Kara Winger, four-time U.S. Olympian in women's javelin throw and 2022 World Championship silver medalist, is having a year. In her final season as a competitive athlete, the 36-year-old fought to overcome both physical and mental setbacks to achieve her dreams. 

Below, she reflects on how she learned to draw strength from in between life's adrenaline rushes, which ultimately helped her throw a 68.11m (223.45 ft) world best and American record in September.


Every quiet moment—whether in celebration, devastation or middling contemplation—is where I found my strength. Whether I was propelled forward by victory or forced to keep chasing my dreams despite the sadness following a defeat, silent reflection showed me the way.

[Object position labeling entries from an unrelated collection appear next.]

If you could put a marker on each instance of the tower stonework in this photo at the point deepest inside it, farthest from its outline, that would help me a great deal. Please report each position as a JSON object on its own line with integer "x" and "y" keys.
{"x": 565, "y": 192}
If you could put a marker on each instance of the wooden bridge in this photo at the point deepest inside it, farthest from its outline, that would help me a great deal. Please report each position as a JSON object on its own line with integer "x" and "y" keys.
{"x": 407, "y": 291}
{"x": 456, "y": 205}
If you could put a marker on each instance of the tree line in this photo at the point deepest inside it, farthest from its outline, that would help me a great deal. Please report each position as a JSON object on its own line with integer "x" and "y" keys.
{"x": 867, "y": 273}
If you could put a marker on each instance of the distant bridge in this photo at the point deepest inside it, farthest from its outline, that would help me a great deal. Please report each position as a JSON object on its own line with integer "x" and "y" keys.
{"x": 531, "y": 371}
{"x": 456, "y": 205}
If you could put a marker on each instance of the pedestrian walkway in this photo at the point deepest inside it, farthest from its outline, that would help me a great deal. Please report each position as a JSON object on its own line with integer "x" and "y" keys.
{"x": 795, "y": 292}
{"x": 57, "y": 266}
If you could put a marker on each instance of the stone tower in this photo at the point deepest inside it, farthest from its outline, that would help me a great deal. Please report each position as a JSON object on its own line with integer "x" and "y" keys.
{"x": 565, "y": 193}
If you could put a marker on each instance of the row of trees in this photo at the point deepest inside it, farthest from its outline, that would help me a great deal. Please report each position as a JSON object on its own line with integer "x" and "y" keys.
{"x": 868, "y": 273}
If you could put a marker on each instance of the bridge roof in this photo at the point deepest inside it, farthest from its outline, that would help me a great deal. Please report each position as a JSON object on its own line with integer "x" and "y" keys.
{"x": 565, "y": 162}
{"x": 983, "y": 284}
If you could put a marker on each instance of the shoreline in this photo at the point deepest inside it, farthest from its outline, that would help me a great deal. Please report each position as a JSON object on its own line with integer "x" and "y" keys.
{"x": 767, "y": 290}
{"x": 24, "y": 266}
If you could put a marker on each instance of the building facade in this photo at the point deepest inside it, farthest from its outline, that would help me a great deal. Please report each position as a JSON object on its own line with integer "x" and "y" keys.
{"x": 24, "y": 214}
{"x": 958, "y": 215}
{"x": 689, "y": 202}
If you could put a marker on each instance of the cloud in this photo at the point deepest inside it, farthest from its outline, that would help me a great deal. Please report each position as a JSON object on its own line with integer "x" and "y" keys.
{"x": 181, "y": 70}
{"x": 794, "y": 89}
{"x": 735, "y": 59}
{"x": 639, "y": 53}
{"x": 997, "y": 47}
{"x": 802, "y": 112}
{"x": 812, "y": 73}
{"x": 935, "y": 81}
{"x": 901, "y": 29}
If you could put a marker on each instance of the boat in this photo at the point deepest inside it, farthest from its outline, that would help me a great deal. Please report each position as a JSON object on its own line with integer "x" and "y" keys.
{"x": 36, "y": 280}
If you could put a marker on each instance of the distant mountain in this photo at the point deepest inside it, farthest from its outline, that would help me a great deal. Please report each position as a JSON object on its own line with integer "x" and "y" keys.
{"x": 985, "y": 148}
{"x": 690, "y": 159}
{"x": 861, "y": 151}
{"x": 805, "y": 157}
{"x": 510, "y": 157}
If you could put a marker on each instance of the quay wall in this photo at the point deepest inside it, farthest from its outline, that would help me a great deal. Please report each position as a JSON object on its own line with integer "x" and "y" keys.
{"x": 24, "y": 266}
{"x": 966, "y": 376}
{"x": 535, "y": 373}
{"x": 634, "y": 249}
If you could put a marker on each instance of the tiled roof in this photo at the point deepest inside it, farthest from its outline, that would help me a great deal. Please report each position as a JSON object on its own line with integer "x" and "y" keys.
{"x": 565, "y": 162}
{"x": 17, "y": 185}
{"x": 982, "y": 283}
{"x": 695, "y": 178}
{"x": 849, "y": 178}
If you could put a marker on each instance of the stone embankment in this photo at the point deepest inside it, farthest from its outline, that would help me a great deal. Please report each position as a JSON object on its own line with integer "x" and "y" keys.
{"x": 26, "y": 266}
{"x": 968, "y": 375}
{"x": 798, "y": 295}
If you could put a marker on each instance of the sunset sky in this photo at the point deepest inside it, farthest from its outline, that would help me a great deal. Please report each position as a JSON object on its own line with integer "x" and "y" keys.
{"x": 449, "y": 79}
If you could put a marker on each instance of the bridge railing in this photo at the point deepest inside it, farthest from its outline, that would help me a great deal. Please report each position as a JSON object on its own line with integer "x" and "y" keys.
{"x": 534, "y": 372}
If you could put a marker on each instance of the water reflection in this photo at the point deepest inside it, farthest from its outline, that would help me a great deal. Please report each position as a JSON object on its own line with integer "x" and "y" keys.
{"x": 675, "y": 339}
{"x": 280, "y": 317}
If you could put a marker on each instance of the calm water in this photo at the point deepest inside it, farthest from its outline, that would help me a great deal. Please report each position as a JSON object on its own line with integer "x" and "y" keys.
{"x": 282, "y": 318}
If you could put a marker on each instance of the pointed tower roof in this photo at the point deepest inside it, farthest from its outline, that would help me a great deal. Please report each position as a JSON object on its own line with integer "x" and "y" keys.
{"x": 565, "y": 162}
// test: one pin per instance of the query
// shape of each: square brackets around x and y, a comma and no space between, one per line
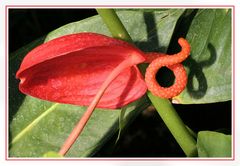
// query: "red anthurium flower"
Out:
[94,70]
[71,69]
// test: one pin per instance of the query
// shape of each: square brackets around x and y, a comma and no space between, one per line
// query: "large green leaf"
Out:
[213,144]
[209,65]
[37,126]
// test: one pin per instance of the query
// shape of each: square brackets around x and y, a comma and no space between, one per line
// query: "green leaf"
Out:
[209,65]
[38,126]
[52,154]
[213,144]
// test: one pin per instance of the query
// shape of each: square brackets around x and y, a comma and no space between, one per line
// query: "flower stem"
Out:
[163,106]
[174,124]
[114,24]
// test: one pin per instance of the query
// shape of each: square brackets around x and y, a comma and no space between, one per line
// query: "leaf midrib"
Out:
[33,123]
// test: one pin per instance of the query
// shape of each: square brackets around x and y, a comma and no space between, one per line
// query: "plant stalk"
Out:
[163,106]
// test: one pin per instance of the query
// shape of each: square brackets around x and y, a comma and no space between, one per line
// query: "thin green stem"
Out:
[174,124]
[114,24]
[163,106]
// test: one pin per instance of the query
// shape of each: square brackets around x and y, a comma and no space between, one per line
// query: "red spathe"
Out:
[71,69]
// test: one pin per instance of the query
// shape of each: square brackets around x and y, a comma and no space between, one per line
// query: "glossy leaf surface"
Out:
[209,65]
[153,33]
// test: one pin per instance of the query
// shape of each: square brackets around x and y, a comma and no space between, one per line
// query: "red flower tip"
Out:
[71,69]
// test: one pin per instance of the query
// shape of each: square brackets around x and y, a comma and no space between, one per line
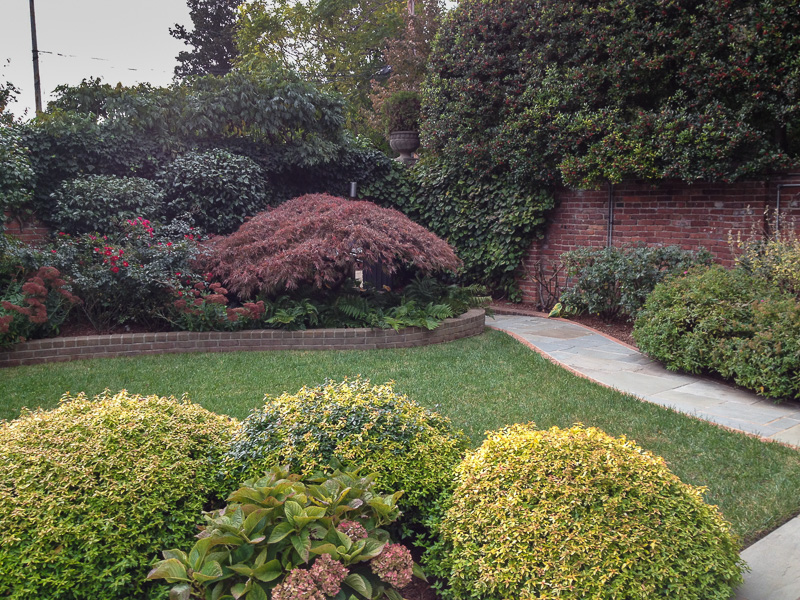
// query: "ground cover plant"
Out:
[285,537]
[752,482]
[92,490]
[576,513]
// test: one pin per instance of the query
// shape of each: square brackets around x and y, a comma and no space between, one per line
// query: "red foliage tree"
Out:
[319,239]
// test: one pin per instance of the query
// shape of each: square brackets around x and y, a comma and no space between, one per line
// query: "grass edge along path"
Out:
[480,383]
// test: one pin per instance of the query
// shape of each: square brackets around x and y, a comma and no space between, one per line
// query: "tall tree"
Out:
[212,38]
[406,56]
[586,91]
[338,44]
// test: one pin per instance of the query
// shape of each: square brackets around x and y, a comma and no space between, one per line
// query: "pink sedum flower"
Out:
[394,565]
[328,574]
[298,585]
[355,531]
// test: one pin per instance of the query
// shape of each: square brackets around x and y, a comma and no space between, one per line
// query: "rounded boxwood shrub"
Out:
[576,513]
[768,359]
[353,423]
[686,317]
[215,189]
[733,322]
[99,203]
[93,490]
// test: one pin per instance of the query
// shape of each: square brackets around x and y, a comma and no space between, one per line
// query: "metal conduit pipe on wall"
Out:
[610,214]
[778,202]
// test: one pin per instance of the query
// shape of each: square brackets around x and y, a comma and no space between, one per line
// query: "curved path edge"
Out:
[64,349]
[774,560]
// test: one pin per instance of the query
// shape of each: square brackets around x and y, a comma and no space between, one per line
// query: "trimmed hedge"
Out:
[93,490]
[575,513]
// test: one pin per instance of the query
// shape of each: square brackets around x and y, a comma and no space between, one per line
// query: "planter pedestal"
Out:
[405,143]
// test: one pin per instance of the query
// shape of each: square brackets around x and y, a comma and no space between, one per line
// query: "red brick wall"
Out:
[132,344]
[30,230]
[672,213]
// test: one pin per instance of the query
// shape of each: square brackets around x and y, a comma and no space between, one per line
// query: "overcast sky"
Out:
[124,41]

I wasn’t just shy as a child, I was quiet. Contemplative, observant, careful. Listening, learning, then applying knowledge—sometimes with such intensity that the outside world disappeared. I don’t think I ever had to filter out noise to focus, because I simply didn’t hear it.

I’ve always thrived in the quiet of my own mind, paying close attention. Feeling, rather than verbally describing, how my body adapts to a new movement. Observing myself as if from above when a problem doesn’t quite resolve how it should, and shifting accordingly.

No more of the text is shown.